Mas, porque se está a falar de linguagem e comunicação, a situação é desgraçada. Fala-se em família, para os convertidos, repetem-se chavões, não se captam novos públicos. Segundo a comunicação social, isto passa-se principalmente nos “partidos de cassete”. Afinal, estes só diferem, de forma geral, é por não disfarçarem a sua cassete. Todos têm a sua cassete, sem excepção, com a diferença de isso não ser aparente ao homem comum quando a comunicação social a esconde debaixo da intriga partidária ou do seu gosto (e proveito) de pasquim.
A este nível, a política está envelhecida e desacreditada. As pessoas sofrem, estão indignadas, têm protestado mas recuam por não verem consequências. É preciso alimentar e organizar uma uma atitude de protesto, mas, a prazo de uma legislatura ou desta fase do ciclo económico europeu, não vai ser possível reunir as condições objectivas e subjectivas para isso, nomeadamente a constituição de um “partido novo” realmente alternativo (o que, por isso mesmo, não é o mesmo que um partido novo). 
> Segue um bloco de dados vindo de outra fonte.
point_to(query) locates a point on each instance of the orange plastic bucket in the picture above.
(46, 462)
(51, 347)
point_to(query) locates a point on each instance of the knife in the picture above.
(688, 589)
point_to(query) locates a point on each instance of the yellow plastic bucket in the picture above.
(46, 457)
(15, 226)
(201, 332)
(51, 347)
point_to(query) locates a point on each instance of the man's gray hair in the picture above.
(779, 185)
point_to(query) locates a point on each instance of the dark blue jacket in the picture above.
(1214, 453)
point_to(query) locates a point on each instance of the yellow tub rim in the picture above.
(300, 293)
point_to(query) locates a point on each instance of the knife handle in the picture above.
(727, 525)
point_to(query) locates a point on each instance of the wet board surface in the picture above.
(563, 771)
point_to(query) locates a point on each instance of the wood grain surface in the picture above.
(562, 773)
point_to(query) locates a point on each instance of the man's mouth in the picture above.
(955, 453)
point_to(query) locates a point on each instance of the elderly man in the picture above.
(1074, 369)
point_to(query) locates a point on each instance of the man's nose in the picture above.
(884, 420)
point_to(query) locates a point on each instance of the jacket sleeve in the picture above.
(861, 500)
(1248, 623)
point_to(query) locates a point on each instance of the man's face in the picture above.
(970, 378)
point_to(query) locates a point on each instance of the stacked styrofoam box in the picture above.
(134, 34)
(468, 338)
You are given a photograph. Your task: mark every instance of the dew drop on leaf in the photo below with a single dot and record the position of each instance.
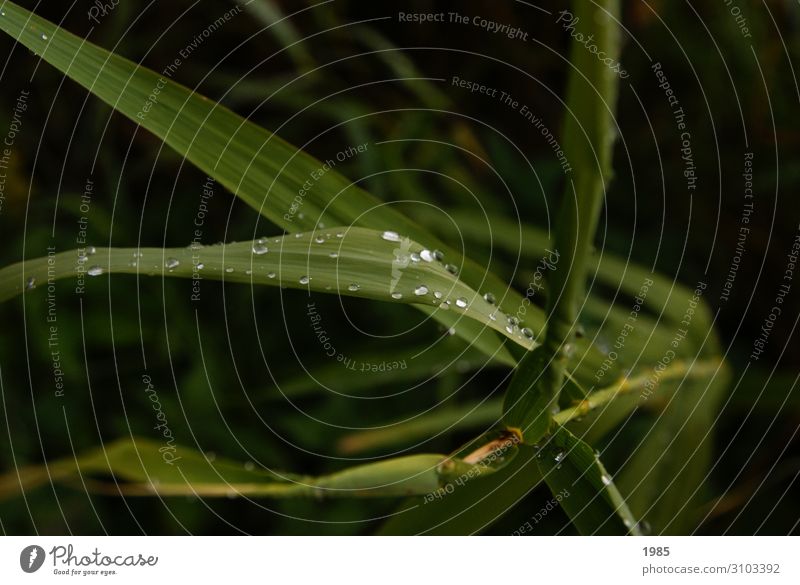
(390, 236)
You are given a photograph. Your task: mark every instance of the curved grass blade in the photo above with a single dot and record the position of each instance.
(593, 502)
(288, 186)
(348, 261)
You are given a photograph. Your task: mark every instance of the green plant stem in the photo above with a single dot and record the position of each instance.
(532, 399)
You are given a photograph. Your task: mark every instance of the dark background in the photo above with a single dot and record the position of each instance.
(732, 88)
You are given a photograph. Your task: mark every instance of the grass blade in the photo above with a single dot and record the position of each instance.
(593, 502)
(266, 172)
(144, 471)
(532, 397)
(348, 261)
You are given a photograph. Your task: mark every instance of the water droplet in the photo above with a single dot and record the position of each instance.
(390, 236)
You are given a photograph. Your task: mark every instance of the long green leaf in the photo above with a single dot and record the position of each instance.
(143, 467)
(348, 261)
(589, 133)
(291, 188)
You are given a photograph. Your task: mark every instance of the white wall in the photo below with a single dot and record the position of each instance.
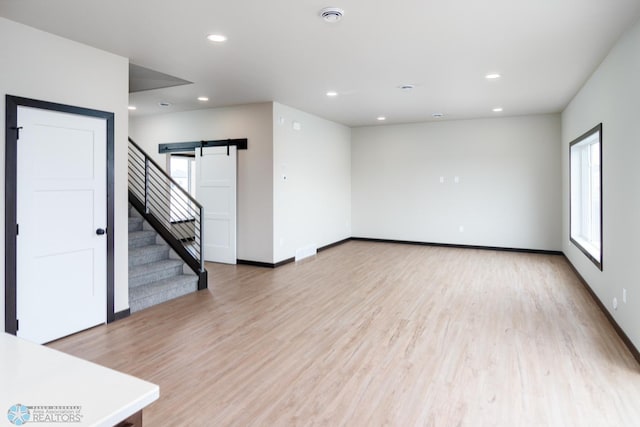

Talvez mais imperioso nesta fase, até uma alternativa partidária credível, talvez obrigatoriamente num novo contexto do sistema partidário e de expressão da democracia, é enquadrar e não deixar desencaminhar-se a desafecção em relação à política, ao sistema partidário. Note-se que enquanto esta desafectação ficar pelo aumento da abstenção e dos votos brancos e nulos ao menos pode haver razões para que muita gente reflicta. (Nota: sobre a dualidade descontentamento-desafecção, ver o muito bom artigo em El País de José Ramón Montero e Mariano Torcal Oriente, professores universitários espanhóis, “No es el descontento, es la desafección”).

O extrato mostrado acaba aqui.